Cada momento juntos, cuando llegué al campamento, no fue el capitán quien me salvó, fue Declan. Él era mi único amigo y aun cuando todos me querían lejos se quedó ahí. Me salvó de morir en el minuto en que nos conocimos.

El collar del lirio que me regaló me arde contra el pecho en un recuerdo que ya no será el mismo. No es que no lo necesite. No es que no quiera ser su amiga. No puede pensar así de mí, porque no me olvido de todo lo que ha hecho por nuestra amistad. Porque no me olvido de él.

Regreso al campamento después de decidir que es inútil la conversación, este chico no quiere escucharme apenas pronuncio media palabra. Viverette se divierte con Dewell alrededor del fuego, donde está casi todo el campamento. Sólo necesito dejar ahí la bolsa de provisiones, no me la he quitado de alrededor de la cintura desde que llegamos. Quizá hoy sea una tarde divertida sin contar lo que me recibió, pero sé que de todos modos me disculparé con Declan más tarde.

Dejo la bolsa de cuero sobre el escritorio cuando entro a la tienda, al tiempo que me cambio el vestido por otro menos cómodo, a petición de Viverette. Dice que hoy es una ocasión especial, así que opto por el azul con mangas de encaje.

Una vez que termino estoy a punto de volver al claro cuando veo una vela encendida junto a la alacena. La apago, pero me quedo paralizada al darme cuenta de que no dormí aquí ayer.

El porta vela de plata está sobre un papel doblado que no recuerdo para nada haber dejado ahí.

Despacio, me acerco y sólo una vez con el papel entre los dedos todo comienza a dar vueltas.

¿De qué está hablando?

Es una nota del capitán. Reconozco su letra porque en los mapas tenía escrito muchas rutas, la vi una sola vez en el hotel de la ciudad.

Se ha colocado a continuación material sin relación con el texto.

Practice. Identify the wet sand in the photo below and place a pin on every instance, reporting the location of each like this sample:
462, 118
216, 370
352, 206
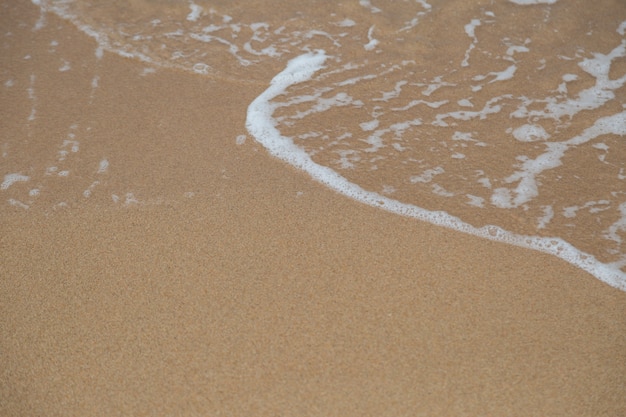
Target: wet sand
235, 285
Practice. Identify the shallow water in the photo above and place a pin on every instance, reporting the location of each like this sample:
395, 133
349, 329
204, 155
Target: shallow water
498, 118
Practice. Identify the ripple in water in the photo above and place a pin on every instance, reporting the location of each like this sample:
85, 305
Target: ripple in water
504, 119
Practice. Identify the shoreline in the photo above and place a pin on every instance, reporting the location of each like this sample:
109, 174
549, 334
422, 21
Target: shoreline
242, 287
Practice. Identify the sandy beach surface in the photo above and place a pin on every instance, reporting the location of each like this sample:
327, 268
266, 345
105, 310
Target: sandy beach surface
198, 276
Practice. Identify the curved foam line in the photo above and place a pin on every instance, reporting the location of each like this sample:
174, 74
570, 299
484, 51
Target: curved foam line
260, 124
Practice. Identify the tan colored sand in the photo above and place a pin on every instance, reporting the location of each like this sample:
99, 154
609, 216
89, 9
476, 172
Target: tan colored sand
262, 293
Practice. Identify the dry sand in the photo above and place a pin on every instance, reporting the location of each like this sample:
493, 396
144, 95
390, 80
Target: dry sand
244, 288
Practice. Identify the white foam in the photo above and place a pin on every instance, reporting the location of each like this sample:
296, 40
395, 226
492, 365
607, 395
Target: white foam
530, 133
10, 179
195, 12
262, 127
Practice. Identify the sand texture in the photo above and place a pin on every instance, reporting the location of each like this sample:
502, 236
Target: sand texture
201, 277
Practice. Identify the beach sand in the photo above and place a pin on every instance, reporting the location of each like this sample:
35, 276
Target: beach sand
241, 287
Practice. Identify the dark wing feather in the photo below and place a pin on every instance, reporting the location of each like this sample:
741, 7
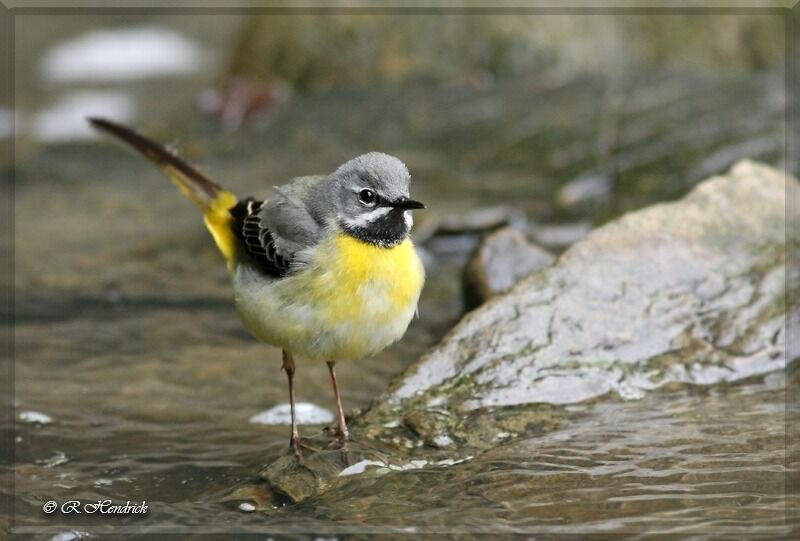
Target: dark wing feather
257, 239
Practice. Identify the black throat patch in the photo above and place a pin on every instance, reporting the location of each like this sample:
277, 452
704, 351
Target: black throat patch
386, 231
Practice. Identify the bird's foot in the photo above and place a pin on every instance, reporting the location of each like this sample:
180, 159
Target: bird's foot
341, 440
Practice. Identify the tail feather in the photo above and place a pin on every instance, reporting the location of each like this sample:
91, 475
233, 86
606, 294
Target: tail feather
198, 188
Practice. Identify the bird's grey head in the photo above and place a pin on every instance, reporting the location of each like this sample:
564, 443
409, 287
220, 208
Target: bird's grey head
372, 199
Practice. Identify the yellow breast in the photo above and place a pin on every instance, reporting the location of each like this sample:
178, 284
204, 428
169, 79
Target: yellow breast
352, 300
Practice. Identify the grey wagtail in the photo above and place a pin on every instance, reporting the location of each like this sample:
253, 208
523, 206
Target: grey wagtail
324, 269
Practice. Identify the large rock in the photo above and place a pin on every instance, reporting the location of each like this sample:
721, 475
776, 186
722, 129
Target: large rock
691, 291
502, 259
684, 292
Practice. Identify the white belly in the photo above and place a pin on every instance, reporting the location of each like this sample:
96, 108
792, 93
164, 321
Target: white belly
335, 309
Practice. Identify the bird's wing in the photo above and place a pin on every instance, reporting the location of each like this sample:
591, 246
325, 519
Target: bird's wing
275, 233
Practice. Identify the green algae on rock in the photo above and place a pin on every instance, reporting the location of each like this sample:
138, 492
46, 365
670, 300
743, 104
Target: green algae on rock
684, 292
691, 291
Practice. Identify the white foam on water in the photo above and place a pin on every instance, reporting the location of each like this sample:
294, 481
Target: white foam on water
66, 119
35, 417
121, 55
306, 413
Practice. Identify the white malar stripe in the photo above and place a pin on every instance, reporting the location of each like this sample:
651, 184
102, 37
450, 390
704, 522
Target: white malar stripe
368, 218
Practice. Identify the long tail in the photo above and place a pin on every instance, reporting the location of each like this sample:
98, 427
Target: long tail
212, 200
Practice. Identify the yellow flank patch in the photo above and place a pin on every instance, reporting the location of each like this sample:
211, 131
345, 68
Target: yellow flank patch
369, 289
218, 221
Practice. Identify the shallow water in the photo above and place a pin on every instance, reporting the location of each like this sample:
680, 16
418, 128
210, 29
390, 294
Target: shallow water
125, 336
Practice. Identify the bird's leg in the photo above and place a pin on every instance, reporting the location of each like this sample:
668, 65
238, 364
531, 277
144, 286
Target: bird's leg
288, 366
341, 433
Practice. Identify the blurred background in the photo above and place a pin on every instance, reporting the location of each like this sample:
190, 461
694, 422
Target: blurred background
134, 377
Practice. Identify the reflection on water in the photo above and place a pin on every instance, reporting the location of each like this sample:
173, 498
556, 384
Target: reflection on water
127, 341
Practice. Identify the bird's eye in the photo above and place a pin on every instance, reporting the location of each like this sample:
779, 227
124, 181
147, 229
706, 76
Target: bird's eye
367, 197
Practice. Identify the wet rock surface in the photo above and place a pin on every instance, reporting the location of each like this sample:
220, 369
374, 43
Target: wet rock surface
686, 292
690, 291
502, 259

No sé qué decir, qué sentir. Me duele respirar.

—Pensé que no se molestaría.

Esa voz viene de la entrada de la tienda, más bien a unos pasos al interior.

Y es el líder quien está aquí. Koren me observa con detenimiento y por alguna razón arrugo el papel entre mis dedos como fuera algo malo.

—¿Qué? —sigue el hombre, divertido—. ¿También se despidió de ti? Tuvimos una plática antes de irse.

No quiero que esté aquí. No me agrada que sea tan amable después de los últimos días en que estoy segura de que no quería tenerme cerca. Me aferro a la punta de la madera del escritorio que tengo detrás, pero se acerca con calma a tenderme otra nota de distinto papel.